Sadia threw herself into a study of the past to better make sense of the present. A book and a documentary on Sufism followed. The seething helpless anger at the unfolding dystopian horror gave way to a genuine quest to understand the combative tone, searching conciliatory one on TV. Often we despaired. The Delhi riots broke her, us both. But then there was food, music, her compelling joi de vivre, her incredible ability to laugh. Like her Beloved City that had reimagined itself nine times over, reason too, would prevail. One day. Soon.

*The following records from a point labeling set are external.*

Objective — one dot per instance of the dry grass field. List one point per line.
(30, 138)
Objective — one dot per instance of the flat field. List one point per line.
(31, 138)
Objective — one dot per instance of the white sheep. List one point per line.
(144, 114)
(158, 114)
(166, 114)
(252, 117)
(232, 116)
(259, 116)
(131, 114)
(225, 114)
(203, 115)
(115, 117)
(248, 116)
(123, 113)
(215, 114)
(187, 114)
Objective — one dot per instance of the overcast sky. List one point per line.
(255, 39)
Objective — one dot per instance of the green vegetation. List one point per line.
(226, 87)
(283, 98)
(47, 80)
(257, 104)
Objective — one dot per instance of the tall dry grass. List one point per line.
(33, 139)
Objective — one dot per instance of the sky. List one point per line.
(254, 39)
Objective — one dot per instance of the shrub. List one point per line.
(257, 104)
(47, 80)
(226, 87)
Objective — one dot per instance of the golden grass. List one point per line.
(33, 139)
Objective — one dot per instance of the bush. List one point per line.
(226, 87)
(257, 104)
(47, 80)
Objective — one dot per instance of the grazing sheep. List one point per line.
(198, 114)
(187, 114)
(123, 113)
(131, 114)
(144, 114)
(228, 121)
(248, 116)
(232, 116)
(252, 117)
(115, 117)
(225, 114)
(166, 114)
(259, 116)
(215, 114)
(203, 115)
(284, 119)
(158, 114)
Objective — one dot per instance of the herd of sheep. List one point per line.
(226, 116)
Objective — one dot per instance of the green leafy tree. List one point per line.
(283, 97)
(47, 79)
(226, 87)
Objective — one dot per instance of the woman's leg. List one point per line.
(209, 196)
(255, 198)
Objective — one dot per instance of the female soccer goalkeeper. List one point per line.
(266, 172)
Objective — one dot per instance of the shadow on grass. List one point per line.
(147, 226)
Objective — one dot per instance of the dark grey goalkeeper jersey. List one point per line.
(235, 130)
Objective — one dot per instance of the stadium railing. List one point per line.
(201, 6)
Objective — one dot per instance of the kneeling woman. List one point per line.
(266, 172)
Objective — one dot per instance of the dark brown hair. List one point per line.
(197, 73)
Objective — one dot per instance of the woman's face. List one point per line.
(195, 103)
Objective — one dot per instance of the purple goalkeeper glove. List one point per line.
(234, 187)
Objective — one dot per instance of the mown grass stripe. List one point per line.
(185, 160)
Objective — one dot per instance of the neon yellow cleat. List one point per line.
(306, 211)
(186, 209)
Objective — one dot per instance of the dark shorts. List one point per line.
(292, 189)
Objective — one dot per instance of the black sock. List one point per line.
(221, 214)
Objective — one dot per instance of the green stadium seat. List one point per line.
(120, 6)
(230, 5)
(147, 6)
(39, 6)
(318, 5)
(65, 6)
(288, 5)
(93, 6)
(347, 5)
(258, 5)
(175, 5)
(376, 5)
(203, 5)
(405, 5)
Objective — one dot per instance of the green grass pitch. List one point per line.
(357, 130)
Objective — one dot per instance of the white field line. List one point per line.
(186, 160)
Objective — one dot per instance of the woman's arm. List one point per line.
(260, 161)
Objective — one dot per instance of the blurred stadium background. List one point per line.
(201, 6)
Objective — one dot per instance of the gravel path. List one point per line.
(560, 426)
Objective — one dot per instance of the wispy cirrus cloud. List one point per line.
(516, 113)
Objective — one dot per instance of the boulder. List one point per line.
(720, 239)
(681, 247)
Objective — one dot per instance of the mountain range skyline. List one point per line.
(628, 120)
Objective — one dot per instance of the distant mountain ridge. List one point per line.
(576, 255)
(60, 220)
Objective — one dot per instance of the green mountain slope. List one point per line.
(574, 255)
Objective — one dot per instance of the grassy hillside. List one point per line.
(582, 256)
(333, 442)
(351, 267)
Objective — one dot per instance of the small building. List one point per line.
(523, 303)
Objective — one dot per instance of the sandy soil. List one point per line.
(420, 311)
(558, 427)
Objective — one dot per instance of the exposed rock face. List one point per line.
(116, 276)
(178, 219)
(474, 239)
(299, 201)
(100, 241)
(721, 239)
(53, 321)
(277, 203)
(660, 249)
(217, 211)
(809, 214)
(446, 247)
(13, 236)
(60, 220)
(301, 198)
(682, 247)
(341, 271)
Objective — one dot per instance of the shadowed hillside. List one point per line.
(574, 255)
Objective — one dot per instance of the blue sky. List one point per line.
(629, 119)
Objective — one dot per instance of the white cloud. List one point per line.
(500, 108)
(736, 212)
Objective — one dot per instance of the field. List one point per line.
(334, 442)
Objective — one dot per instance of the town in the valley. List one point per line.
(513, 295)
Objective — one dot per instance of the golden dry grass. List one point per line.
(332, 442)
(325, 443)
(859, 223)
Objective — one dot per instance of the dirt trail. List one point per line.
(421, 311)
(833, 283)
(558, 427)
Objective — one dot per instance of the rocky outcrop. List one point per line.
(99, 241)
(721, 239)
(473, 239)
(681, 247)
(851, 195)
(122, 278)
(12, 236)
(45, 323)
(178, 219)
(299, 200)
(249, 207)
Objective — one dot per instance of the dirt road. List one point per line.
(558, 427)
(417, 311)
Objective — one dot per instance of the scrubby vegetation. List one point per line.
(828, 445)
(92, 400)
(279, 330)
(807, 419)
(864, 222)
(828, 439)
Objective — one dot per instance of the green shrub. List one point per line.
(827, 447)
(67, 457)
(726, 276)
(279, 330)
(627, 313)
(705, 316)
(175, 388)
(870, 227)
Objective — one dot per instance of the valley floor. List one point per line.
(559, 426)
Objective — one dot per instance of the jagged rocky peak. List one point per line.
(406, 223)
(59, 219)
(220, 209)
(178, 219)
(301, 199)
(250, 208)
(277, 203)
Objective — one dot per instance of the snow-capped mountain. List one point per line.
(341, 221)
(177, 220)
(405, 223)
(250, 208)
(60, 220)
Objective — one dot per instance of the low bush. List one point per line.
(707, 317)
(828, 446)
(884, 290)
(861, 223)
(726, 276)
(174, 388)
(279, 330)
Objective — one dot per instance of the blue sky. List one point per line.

She couldn’t live to see that day. The cancer that ravaged the body politic raged in her body now. My friend bravely fought for twenty one long months before her tired body capitulated. So much died with this friend I loved. Memories of a happier, more hopeful time. They carried her out as she wished to the sound of Dhruv singing Khusrau:
Mohey apne hi rang mein rang do Nijaam
Tu hai Sahib mera, Mehboob e Ilahi
May the Saint she adored be the salve to her soul . And the salvation of the wounded city she loved.